Djanet : L’ambassadrice du Canada sous le charme
Robin Wettlaufer, l’ambassadrice canadienne à Alger, partage des clichés impressionnants de son immersion, à Djanet au cœur du Sahara algérien.
Une escale culturelle
Patrimoine naturel. Après Timimoune en janvier, l’ambassadrice a choisi Djanet pour poursuivre sa découverte du grand Sud.

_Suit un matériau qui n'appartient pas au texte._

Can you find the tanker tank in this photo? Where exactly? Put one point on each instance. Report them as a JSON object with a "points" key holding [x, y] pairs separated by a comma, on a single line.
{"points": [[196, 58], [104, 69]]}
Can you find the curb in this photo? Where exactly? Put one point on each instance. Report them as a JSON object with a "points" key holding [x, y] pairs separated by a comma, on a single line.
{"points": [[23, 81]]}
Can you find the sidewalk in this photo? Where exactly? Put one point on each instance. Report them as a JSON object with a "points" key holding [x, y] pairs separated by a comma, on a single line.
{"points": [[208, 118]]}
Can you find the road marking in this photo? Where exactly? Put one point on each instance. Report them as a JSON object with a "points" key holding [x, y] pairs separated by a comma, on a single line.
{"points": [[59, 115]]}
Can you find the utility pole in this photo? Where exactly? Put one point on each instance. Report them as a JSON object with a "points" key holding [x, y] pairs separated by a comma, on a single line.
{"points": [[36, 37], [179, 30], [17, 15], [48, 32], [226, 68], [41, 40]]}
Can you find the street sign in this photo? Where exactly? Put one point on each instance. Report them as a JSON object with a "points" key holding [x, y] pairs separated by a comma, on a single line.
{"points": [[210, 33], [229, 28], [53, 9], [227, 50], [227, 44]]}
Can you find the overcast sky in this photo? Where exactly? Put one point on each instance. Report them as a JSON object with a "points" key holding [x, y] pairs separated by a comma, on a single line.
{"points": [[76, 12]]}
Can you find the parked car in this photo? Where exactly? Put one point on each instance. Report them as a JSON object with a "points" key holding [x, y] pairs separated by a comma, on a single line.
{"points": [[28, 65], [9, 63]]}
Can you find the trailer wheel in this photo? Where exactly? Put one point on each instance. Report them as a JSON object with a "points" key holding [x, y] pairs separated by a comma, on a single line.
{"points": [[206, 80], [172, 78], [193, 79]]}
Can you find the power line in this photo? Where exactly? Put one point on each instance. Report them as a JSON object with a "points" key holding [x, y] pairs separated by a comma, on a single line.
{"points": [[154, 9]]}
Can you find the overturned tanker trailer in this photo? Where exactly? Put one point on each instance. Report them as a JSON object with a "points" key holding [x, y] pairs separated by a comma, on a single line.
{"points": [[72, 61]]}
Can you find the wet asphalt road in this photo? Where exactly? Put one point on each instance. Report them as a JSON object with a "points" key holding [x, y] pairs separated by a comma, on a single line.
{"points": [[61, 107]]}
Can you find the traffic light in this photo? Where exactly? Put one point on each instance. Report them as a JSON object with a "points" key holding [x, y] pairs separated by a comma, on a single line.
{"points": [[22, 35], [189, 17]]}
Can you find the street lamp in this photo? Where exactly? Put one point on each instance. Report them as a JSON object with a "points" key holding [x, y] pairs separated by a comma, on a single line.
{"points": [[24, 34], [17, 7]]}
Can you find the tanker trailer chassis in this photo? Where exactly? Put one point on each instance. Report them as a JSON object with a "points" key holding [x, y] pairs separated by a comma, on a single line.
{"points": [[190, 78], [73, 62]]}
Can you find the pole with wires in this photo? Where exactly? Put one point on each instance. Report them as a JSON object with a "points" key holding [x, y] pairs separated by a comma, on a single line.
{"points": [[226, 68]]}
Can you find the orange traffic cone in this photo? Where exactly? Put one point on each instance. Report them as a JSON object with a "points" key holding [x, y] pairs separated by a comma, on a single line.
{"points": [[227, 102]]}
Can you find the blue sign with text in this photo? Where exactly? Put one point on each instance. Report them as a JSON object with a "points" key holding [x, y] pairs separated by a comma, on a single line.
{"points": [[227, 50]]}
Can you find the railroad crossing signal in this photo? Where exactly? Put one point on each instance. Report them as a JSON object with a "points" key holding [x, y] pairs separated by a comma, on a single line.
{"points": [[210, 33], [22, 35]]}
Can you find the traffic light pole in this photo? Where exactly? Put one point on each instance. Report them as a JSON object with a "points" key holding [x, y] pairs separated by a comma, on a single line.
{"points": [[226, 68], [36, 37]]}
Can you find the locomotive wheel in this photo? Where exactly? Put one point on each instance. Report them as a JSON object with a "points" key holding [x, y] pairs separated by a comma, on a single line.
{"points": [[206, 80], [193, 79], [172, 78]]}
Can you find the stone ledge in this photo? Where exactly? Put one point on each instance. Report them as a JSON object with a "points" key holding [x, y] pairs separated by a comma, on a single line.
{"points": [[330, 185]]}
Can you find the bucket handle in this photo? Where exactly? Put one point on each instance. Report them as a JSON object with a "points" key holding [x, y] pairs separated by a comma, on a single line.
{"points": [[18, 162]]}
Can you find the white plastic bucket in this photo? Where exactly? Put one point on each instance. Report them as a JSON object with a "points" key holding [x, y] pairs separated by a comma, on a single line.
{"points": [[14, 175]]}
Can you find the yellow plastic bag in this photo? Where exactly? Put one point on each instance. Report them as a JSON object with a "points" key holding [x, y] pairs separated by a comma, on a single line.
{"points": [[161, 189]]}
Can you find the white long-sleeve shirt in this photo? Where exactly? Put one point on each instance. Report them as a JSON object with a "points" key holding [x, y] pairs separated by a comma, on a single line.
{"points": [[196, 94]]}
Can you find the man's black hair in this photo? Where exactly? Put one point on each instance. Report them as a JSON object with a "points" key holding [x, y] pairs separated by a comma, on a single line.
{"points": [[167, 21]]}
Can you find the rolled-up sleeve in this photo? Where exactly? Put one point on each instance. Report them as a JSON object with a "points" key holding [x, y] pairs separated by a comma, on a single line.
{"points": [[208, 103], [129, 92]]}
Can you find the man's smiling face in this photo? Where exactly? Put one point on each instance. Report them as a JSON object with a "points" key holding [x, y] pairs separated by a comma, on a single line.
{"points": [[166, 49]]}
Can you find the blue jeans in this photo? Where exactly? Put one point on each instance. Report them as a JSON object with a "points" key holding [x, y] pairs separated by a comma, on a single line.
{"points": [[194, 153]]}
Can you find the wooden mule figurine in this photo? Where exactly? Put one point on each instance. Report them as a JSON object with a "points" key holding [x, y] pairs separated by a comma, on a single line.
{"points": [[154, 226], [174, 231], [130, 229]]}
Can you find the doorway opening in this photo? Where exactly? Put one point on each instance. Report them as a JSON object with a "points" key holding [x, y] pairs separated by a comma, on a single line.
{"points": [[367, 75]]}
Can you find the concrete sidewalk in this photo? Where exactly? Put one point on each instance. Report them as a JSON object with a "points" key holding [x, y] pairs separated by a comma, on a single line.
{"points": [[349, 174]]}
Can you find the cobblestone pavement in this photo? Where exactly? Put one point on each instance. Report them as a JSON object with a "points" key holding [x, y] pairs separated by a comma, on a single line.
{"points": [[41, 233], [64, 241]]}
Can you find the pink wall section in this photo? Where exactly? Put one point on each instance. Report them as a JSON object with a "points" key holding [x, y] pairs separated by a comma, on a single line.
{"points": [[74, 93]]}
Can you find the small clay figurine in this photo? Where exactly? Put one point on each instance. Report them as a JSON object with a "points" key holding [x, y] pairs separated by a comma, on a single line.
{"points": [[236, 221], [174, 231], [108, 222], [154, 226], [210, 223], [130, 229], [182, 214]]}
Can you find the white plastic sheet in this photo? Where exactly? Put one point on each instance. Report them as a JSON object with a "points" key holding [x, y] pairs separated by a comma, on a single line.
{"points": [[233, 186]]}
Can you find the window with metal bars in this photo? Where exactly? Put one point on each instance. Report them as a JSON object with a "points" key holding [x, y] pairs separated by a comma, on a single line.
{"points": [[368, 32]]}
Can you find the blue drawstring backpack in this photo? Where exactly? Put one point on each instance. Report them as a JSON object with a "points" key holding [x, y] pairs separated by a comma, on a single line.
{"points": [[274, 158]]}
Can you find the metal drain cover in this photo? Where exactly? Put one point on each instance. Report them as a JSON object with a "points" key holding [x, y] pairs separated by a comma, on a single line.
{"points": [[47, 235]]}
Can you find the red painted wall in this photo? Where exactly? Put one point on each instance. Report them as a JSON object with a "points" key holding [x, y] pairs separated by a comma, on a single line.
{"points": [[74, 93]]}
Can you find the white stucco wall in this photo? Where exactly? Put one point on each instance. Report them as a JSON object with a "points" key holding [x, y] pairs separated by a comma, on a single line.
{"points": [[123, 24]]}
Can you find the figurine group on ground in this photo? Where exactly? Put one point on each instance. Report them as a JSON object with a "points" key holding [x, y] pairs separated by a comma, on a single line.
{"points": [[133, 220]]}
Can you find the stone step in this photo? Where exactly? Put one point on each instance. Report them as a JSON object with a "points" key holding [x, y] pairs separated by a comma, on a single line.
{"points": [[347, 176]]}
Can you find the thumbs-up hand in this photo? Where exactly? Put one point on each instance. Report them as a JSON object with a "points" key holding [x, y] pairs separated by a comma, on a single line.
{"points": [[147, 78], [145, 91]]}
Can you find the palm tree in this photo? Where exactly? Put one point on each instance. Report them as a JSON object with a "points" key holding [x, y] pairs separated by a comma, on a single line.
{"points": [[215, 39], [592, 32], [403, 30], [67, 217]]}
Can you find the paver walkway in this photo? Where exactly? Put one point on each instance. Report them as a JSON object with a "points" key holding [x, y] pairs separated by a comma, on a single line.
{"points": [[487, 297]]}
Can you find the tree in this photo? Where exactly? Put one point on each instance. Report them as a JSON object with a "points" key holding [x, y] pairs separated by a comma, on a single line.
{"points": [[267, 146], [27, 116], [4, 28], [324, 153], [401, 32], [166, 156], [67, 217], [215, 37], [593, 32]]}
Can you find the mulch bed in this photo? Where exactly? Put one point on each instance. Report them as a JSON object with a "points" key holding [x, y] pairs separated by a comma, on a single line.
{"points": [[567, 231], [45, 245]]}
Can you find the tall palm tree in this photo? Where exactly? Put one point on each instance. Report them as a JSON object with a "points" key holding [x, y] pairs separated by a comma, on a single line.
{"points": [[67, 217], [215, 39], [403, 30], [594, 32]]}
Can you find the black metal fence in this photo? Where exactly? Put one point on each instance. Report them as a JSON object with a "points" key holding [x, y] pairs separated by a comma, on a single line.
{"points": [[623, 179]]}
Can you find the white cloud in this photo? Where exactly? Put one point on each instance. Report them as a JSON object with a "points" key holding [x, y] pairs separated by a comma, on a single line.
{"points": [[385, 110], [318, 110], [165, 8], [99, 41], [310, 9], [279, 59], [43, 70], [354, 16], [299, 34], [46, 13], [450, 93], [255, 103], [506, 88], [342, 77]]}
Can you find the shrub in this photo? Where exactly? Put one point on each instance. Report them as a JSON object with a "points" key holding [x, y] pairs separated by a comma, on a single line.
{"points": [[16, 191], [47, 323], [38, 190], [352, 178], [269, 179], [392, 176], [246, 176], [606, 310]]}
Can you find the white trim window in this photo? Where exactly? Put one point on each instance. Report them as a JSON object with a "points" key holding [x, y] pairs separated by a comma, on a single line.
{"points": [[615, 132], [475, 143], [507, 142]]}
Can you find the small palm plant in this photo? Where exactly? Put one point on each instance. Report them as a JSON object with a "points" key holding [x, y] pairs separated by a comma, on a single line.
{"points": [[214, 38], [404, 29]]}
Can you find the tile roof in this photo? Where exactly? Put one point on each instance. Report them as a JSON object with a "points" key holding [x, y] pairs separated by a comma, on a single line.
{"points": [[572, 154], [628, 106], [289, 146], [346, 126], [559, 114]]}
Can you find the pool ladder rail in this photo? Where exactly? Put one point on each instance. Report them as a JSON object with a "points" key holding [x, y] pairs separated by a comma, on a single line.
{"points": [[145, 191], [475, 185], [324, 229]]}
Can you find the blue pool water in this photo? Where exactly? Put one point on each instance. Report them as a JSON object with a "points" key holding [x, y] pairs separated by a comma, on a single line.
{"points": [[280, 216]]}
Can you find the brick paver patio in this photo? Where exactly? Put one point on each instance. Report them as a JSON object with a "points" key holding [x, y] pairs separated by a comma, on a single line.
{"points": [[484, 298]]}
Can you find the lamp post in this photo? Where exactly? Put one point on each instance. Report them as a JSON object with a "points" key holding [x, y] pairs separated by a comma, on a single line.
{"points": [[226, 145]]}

Ce déplacement lui a permis d’approfondir sa connaissance de la culture locale.
Randonnée saharienne : Robin Wettlaufer a parcouru les paysages désertiques de la région, célèbres pour leurs formations rocheuses géantes et leur silence apaisant.
Dédale géologique : La diplomate s’est immergée au milieu de véritables « forêts de rochers » de grès érodé, offrant des panoramas lunaires saisissants.
Un voyage dans la préhistoire
Art rupestre unique. La région de Djanet et le Tassili n’Ajjer abritent l’un des plus importants ensembles d’art préhistorique au monde.
15 000 œuvres : L’UNESCO recense plus de 15 000 dessins et gravures dans ce parc national, classé au patrimoine mondial.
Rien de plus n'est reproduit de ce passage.